Als zoon van een strenge lutheraan kreeg Praetorius een gedegen opleiding, maar wat betreft de muziek was hij overwegend autodidact. Hij begon zijn carrière in Frankfurt als organist van de St. Marien, later verhuisde hij naar Wolfenbüttel waar hij vanaf 1595 hoforganist was en vanaf 1604 kapelmeester. Van 1613 tot 1616 werkte hij ook voor het Saksische hof. Hier ontmoette hij Schütz en maakte hij kennis met de nieuwste Italiaanse muziek. Verder heeft hij in diverse Duitse steden gewerkt.
Er zijn maar liefst 21 publicaties met religieuze vocale muziek van Praetorius overgeleverd, die door zijn systematische aanpak en streven naar volledigheid, een goed inzicht bieden in de liturgische praktijk. Motectae et psalmi (1602), Latijnse motetten en Megalynodia Sionia (1602), parodieën gebaseerd op madrigalen van Lasso en Marenzio zijn vroege werken, waarin Praetorius weinig eigens toevoegt. Musae Sioniae (1605-10), een werk uit negen delen, biedt een uitgebreide collectie lutheraanse gezangen. De vroegere delen (I-IV) bevatten meerkorige motetten die zeer expressief zijn. In de latere delen (V-IX) worden de zettingen eenvoudiger en meer homofoon. Voor de bundels Missodia Sionia, Hymnodia Sionia en Eulogodia Sionia (alle uit 1611) met bewerkingen van de Latijnse liturgie, greep Praetorius terug naar stijltechnieken uit de vorige eeuw, maar dan meer harmonisch georiënteerd. In Hymnodia Sionia staan vier orgelbewerkingen met een cantus firmus in lange noten in de bas. Samen met vier andere koralen uit Musae Sioniae, is dit Praetorius' kleine, maar belangrijke bijdrage aan het vroeg-Duitse orgelkoraal.

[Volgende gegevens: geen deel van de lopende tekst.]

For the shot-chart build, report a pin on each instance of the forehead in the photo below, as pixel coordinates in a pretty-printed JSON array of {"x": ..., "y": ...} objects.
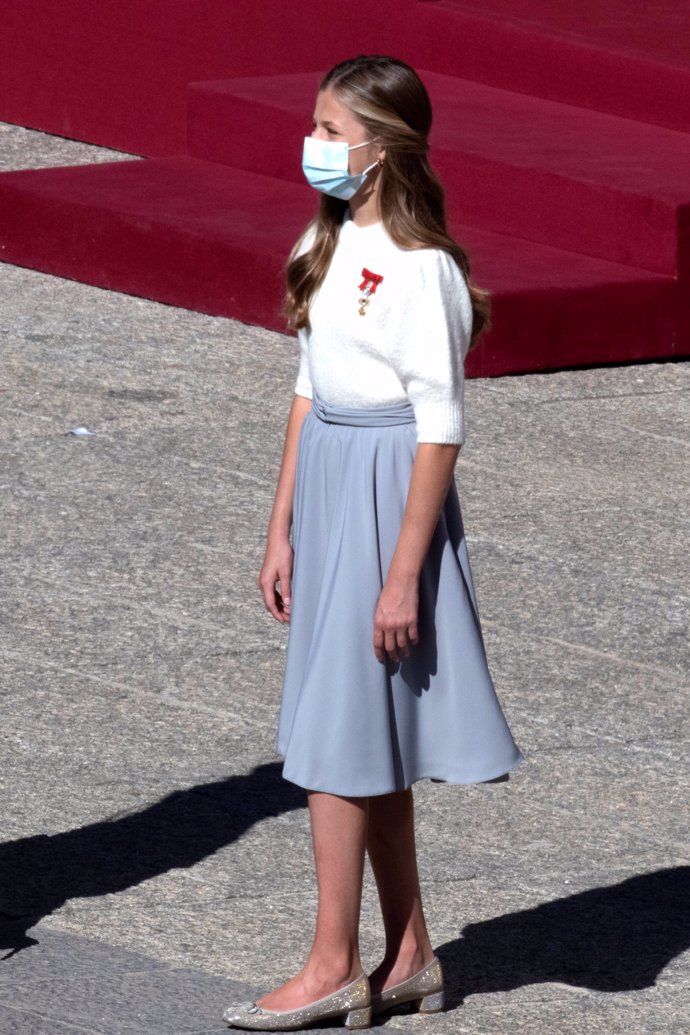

Via Schütz maakte Praetorius kennis met de nieuwe Italiaanse muziek. Elementen uit de vroege barok, zoals het gebruik van basso continuo, uitgeschreven diminuties, contrast tussen tutti en concertato en echo-effecten vinden we terug in Praetorius' latere werken. Polyhymnia caduceatrix (1623) kan gezien worden als de lutherse tegenhanger van Monteverdi's Vespers. Van Praetorius' wereldlijke werken is alleen een collectie Franse instrumentale dansen (Terpsichore 1612) overgeleverd. In 1614-20 publiceerde hij zijn driedelige traktaat Syntagma musicum, een encyclopedisch werk met gedetailleerde informatie over de instrumenten en uitvoeringspraktijk van zijn tijd. Dit traktaat is van grote documentaire waarde.
Oeuvre
Religieus vocaal: 21 publicaties met meer dan 1000 bewerkingen van protestantse gezangen, muziek voor de lutherse kerk, motetten en psalmen; instrumentaal: 1 verzameling Franse dansen (Terpsichore).